Kita boleh Telanjang, tapi jangan bulat-bulat.



Selalu ingin menulis kata yang dapat memberi suntikan semangat, kata yang sederhana namun ber-Daya...bagi hidupku...^_^


Butuh advis untuk meringankan antesedan. Seenaknya menganulir dengan apatis, padahal animo hampir finish. Hanya saja apriori belum merekah, masih berupa argot-argot beku. Disparitas menciptakan elegi. Perasaan yang frontal menjadi fluktuatif. Genial..., grafologi dan futurologi tak terdeteksi. Aku bukan hipokrit pun indolen yang mengkamuflase segala. Hapus sikap skeptis karena kita butuh restorasi...!
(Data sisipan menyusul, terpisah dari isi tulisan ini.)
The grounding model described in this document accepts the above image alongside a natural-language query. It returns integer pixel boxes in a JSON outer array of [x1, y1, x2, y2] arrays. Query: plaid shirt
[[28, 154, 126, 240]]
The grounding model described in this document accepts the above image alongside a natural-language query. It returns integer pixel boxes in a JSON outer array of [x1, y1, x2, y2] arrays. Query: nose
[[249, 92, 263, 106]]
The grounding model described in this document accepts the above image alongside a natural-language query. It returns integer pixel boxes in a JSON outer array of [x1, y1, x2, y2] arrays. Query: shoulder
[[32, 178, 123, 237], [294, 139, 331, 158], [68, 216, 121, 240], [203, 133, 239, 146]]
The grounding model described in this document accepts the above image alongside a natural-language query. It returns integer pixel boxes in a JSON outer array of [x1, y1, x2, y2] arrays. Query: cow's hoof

"Selamat menyelami huruf-huruf (usang)-ku"

Kamis, 31 Oktober 2013

Belajar untuk HIDUP



Sandra Novita Sari yang kerap disapa Sandra dan mempunyai nama kecil Vita lahir pada tanggal 19 Juli 1989 di Sukabumi, Jawa Barat tepatnya di asrama Yon Armed 13 Cikembang. Ia lahir dari sebuah keluarga kecil yang sangat sederhana. Buntoro adalah Ayahnya, dan Mirah Lestari adalah Ibunya. Pekerjaan ayahnya adalah TNI dan ibunyan hanya sebagai ibu rumah tangga. Masa kecilnya dipenuhi dengan rasa senang meski orang tuanya bekerja keras menghidupinya, untuk membeli susu kalengnya saja harus menjual sepati PDH, sepatu jatah yang diberikan kantor. “Kala itu tahun 1990 harga untuk sepasang sepatu PDH adalah Rp 10.000, cukup untuk persediaan susu kaleng sebulan” ungkap Sandra. Masa kecilnya dihabiskan di TK Nanggala Persit Kartika Candra Kirana selama 2 tahun. Setelah itu, ia pun harus mengikuti Ayahnya pindah tugas ke Sulawesi Tenggara yang merupakan kampung halaman Ayahnya. Sembari menunggu proses pindah usai, ia di titipkan di rumah neneknya (dari Ayah) di Ds. Trimulyo, Kayen, Pati, Jawa Tengah untuk melanjutkan sekolah ke tingkat SD. Belum genap setahun ia mengenyam pendidikan di SD Trimuyo 02 Kayen, ia pun harus mengikuti orang tuanya ke Sulawesi Tenggara.  Sembari menunggu plotingan tempat tugas ayahnya, ia harus rela di titipkan lagi di rumah neneknya (dari Ayah) di Ds. Ereke, Lipu, Buton, Sulawesi Tenggara.  Sandra melanjutkan SDnya sampai naik ke kelas 2 SD. Pindahlah ia ke Ds. Kamaru, Lasalimu, Buton. Sebuah desa tempat Ayahnya bertugas. Desa yang jauh dari tempat neneknya di Ereke. Ia harus menempuh perjalanan laut dengan kondisi keras ombak. Bagi seorang anak kecil yang baru kali pertama menaiki kapal kecil dengan goyangan yang cukup fantastis merupakan perjalanan yang tidak ringan baginya. Ia sampai mabuk beberapa kali karena perutnya tidak mampu menahan guncangan kapal. SDN 01 Kamaru yang menemaninya selama 3 tahun. Ia harus membantu orang tuanya dengan berjualan es lilin di sekolah. Es lilin dibuat oleh Ibunya dan dititipkan di kulkas tetangganya. Pada musim kemarau, setiap sore ia harus mencari air dari sumur Belanda dengan membawa beberapa dirgen.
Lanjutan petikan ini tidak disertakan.